We heaved, our muscles bulged, the women were impressed, the chain saw cut, things were going just as I had planned. Did I fail to mention this was all my plan. Yes, I was the successful engineer planning the project all by myself.
The tree began to tilt, the chain saw dug deeper into the watery pulp, success was imminent. My moment of glory was at hand. In slow motion the tree began to fall away from the house under the insistent tug of the rope.
As the tree began its plummet to earth my heart soared in pride. My planning was perfect. Then, in even slower motion, I realized I missed one small, very small, but very important, point. The tree was going to clear the house and that was good. Unfortunately it was headed directly toward the front fence.

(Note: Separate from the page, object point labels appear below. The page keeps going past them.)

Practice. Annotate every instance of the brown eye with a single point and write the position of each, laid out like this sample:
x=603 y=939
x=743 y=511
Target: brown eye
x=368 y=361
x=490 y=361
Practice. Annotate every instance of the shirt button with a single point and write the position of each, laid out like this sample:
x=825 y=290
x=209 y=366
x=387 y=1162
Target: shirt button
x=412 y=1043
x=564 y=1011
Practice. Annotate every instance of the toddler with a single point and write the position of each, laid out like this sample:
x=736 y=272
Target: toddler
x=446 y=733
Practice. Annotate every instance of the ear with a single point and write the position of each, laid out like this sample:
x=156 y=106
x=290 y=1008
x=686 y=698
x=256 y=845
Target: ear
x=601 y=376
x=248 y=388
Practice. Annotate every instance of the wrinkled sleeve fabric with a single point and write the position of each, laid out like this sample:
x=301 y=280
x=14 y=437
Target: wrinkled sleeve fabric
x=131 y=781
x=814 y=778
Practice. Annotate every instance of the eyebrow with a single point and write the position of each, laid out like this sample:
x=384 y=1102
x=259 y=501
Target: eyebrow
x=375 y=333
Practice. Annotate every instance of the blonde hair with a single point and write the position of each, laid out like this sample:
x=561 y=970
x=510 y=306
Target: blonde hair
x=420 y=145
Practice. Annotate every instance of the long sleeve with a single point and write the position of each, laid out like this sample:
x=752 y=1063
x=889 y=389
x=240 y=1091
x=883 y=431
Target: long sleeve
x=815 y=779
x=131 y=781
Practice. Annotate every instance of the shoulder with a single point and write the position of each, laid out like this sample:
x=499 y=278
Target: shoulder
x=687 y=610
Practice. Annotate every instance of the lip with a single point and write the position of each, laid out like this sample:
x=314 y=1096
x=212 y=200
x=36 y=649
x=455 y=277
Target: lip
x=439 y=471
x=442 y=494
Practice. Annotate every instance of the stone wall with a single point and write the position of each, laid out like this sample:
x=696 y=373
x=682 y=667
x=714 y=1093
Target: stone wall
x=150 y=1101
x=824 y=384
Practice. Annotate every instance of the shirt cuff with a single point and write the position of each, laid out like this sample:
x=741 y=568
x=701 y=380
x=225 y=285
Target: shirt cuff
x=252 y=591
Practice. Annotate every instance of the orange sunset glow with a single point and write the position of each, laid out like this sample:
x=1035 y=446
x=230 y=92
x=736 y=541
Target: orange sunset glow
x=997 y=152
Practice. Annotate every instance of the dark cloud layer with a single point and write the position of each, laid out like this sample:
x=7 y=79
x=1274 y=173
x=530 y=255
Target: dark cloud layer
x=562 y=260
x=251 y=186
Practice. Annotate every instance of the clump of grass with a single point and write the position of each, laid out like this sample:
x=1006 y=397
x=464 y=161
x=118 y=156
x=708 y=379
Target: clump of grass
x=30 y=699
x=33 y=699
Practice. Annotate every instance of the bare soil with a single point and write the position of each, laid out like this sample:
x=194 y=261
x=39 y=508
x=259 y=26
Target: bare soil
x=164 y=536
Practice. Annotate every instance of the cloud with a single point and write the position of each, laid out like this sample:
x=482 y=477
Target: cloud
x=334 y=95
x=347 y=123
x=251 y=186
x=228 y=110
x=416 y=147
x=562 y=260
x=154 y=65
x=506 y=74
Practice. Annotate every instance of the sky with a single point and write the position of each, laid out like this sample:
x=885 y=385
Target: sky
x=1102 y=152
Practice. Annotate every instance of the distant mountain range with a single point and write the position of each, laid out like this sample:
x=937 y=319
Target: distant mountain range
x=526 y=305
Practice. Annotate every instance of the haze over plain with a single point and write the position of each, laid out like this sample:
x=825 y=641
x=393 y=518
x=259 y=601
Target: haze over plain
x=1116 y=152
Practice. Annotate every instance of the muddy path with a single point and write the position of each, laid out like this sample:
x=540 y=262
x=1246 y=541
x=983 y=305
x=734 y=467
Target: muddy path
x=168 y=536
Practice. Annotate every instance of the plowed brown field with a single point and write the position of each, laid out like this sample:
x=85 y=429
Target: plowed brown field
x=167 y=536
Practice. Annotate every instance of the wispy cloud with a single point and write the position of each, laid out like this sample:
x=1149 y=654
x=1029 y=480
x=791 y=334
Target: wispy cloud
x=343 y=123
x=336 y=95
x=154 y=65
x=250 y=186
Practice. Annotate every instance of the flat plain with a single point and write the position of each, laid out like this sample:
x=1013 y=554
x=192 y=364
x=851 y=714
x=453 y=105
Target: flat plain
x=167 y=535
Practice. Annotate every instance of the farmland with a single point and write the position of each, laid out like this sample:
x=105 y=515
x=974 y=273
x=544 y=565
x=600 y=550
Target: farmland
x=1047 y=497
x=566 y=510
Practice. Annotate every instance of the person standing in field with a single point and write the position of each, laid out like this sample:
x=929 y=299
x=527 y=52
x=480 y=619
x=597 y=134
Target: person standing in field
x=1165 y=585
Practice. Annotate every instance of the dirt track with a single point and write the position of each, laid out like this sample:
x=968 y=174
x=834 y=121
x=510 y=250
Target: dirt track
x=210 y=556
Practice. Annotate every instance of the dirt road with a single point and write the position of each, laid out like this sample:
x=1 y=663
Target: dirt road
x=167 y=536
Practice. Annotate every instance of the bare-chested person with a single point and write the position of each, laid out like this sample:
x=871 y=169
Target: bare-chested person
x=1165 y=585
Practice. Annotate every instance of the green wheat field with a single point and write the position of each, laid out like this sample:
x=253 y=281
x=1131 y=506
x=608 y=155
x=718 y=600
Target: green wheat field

Squeezing my eyes shut, scrunching up my shoulders, there was nothing left to do but watch the pending destruction of my fence. Sproing . . .the tree toppled, the fence bent, the job was done. I just stood and stared. Not at the successfully fallen tree but the big dent in my front fence.
I panned perfectly. I gave careful directions. My friends followed my advice. Unfortunately it was only my advice and I missed a very important point. A point which would remind me of my limitation every time I walked out the front door of our home and eyed the bent condition of the front fence.
Solomon was a wise man when he wrote about multiple counselors. There’s a lot to be said about asking for advice. The problem with asking for advice is we don’t like to admit we don’t know something. Solomon understood this point as well.
When we don’t ask advice, whether from God or our colleagues, our plans might fail. When we seek advice, when we seek the Lord’s direction, our plans are established. There is success.
Over the years I’ve learned the wonderful advantage of good counselors, co-workers and expert advice. I still launch out on my own occasionally and usually fall flat on my face.
It’s good to seek advice, direction, and help from God and others. When we combine God’s revelation in our life and his revelation to us through others we’ll succeed. A missionary once pointed out that any project started by God will never fail but many projects started by man for God lie in dust. That is one counselor I need to seek every time, especially if something might be damaged like may poor fence.